JIMMY TRAPON et Dagara (interview 3é partie)

jimmy trapon et dagara

Fin d’interview.

Suite et fin de l’interview consacrée à Jimmy Trapon et Dagara. On y parle encore de sa plume littéraire, mais également de celle du parolier du groupe metal Dagara. Une manière de clore cette interview (avant de parler de la musique du groupe dans une chronique à venir). Retrouvez la partie 1 et la partie 2 de l’interview ICI et LA.

Interview fin !

Litzic : On retrouve le côté rock n’roll de Bukowski, la poésie de Vian, un peu d’horrifique, un peu de surréalisme. Dans ta musique, on retrouve un côté photo d’une société. Tu brasses assez large avec tes deux moyens d’expression. Mais si tu devais t’exprimer autrement, quel art aurait ta bénédiction ?

Jimmy Trapon : Difficile à dire, j’ai déjà beaucoup de chance d’avoir ces deux moyens d’expression. Il y a tellement de choses que j’aimerais savoir faire. Le dessin, je trouve ça fascinant, beaucoup d’émotions peuvent se transmettre par ce biais. Après, il y a aussi le théâtre qui est quelque chose que j’aurais bien aimé connaître. Une sorte de fusion entre la littérature et la scène, le rapport au public qu’on retrouve en concert.

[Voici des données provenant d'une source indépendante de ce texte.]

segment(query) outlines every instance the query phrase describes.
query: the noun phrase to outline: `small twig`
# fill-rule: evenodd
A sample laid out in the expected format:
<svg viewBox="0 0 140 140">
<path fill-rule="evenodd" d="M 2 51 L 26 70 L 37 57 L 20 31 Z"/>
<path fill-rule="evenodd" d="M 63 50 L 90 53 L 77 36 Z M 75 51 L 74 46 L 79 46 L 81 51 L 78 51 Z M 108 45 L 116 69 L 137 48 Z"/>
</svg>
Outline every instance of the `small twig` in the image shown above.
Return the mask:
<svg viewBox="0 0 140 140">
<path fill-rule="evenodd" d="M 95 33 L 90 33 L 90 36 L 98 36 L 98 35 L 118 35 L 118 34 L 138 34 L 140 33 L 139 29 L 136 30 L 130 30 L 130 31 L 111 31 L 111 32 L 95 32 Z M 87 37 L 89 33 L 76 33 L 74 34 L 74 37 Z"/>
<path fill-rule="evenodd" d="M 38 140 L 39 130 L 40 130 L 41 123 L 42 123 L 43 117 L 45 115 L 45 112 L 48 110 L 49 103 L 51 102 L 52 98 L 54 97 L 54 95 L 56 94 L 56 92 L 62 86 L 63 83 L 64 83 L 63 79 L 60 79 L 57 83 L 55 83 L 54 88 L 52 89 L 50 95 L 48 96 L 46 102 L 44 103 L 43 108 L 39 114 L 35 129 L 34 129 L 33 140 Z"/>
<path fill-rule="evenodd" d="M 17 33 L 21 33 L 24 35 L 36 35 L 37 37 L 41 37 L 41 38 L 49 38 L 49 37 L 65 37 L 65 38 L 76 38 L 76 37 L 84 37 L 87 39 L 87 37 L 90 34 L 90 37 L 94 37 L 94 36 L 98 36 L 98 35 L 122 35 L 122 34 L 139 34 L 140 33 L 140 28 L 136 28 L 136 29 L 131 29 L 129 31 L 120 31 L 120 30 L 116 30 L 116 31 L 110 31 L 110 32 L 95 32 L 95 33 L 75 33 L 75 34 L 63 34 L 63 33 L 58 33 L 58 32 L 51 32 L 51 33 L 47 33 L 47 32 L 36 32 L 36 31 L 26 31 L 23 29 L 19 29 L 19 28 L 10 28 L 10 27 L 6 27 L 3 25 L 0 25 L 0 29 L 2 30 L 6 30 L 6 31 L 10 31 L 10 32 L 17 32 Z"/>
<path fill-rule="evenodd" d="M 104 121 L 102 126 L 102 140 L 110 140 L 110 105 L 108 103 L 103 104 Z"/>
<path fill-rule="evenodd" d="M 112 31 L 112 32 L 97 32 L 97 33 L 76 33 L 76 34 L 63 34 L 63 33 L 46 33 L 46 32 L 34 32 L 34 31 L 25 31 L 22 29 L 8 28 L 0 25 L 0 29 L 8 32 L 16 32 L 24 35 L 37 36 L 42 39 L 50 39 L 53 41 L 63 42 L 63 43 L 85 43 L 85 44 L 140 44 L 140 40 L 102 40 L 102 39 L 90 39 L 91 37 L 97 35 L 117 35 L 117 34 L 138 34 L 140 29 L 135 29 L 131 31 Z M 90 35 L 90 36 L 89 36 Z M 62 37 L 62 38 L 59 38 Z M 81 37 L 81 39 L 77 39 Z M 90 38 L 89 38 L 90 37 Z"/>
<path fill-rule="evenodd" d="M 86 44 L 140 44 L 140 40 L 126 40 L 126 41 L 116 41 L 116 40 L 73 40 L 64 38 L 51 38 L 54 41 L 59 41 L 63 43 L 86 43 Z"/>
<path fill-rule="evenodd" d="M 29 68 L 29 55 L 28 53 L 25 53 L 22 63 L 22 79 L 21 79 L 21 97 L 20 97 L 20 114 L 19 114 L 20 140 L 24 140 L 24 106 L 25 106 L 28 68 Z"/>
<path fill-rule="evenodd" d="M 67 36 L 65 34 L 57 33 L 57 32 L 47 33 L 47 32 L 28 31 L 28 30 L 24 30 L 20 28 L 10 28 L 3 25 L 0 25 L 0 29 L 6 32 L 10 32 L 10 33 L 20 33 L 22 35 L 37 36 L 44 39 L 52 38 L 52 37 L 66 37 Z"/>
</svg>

L : Bosses-tu actuellement sur un autre projet d’écriture ? Quelles sont tes actus pour les jours, semaines, mois à venir ?

Jimmy Trapon : J’ai signé en novembre dernier un contrat d’édition avec la maison MVO. Il s’agit d’un roman où nous retrouvons toujours le narrateur des nouvelles du Nord de Paname mais quelques années plus tard. Je n’en parle pas trop pour le moment, mais c’est un récit où nous en apprenons davantage sur ce personnage, sur son itinéraire, sur sa vie.

D’ici mars/avril, le travail de correction/relecture avec l’éditeur va se lancer. Et la sortie est prévue pour l’été prochain si tout va bien. Après, difficile de beaucoup se projeter dans les semaines et les mois à venir… Dans cette période d’incertitude. Beaucoup d’évènements sont annulés. Quelques salons du livre sont prévus… Mais s’ils sont maintenus, reste à savoir dans quelles conditions le seront-ils.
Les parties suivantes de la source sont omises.